In my last post, The UK and Europe, the Way Forward, I wrote that
"The Bank of England should make clear that a catastrophic drop in the financial markets will not be permitted. I recommend a statement that the Bank will, if necessary, buy shares in an exchange traded fund to support the value of the FTSE and that it will pay for those shares by selling short-term treasury securities. As I argued here, if necessary, the Treasury should support that action by providing the Bank with the authority to borrow on its behalf."
Thomas Hutcheson, commenting on my blog writes,
"This is fine so far as it goes, but we should deal as well with the policy response of the ECB and the Fed, as well. Whatever long term damage may occur from slightly less free trade (including investment to trade) cannot be prevented by central banks, but they can prevent the damage that comes from uncertainty about the future course of NGDP. It is expectations about that they should seek to stabilize."
Here is my response.
I am in broad agreement with the proposal to stabilize expectations of future NGDP growth and, in the simple models that guide my thinking, stabilizing asset price growth and stabilizing expectations of NGDP growth amount to the same thing. The question is: how to achieve that goal?

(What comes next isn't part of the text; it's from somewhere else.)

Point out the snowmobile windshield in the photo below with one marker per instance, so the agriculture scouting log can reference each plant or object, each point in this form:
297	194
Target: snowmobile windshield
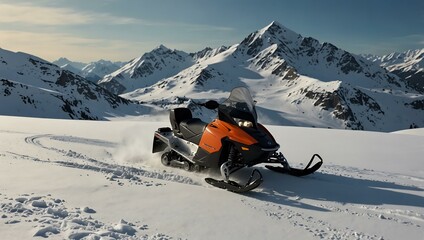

If central banks simply substitute NGDP targeting for inflation targeting, and if they continue to try to achieve their objective by adjusting short term interest rates, not much will have been achieved. Scott Sumner has proposed instead, that central banks should trade NGDP futures. Robert Shiller goes further and advocates that national governments finance their borrowing requirements by issuing equity-like instruments that pay a trillionth of GDP: Shiller calls these 'trills'. I wholeheartedly endorse both of these proposals. Creating a market for nominal GDP futures, and actively trading trills for Tbills would have much the same effect as stabilizing asset price growth.
I differ from Scott in one important respect. Whereas Scott sees NGDP targeting as a substitute for inflation targeting, for me, it is a complement. Central banks should set interest rates to target inflation, and they should set the growth rate of some other object, be it asset prices, NGDP futures, or the price path for trills, to target the unemployment rate.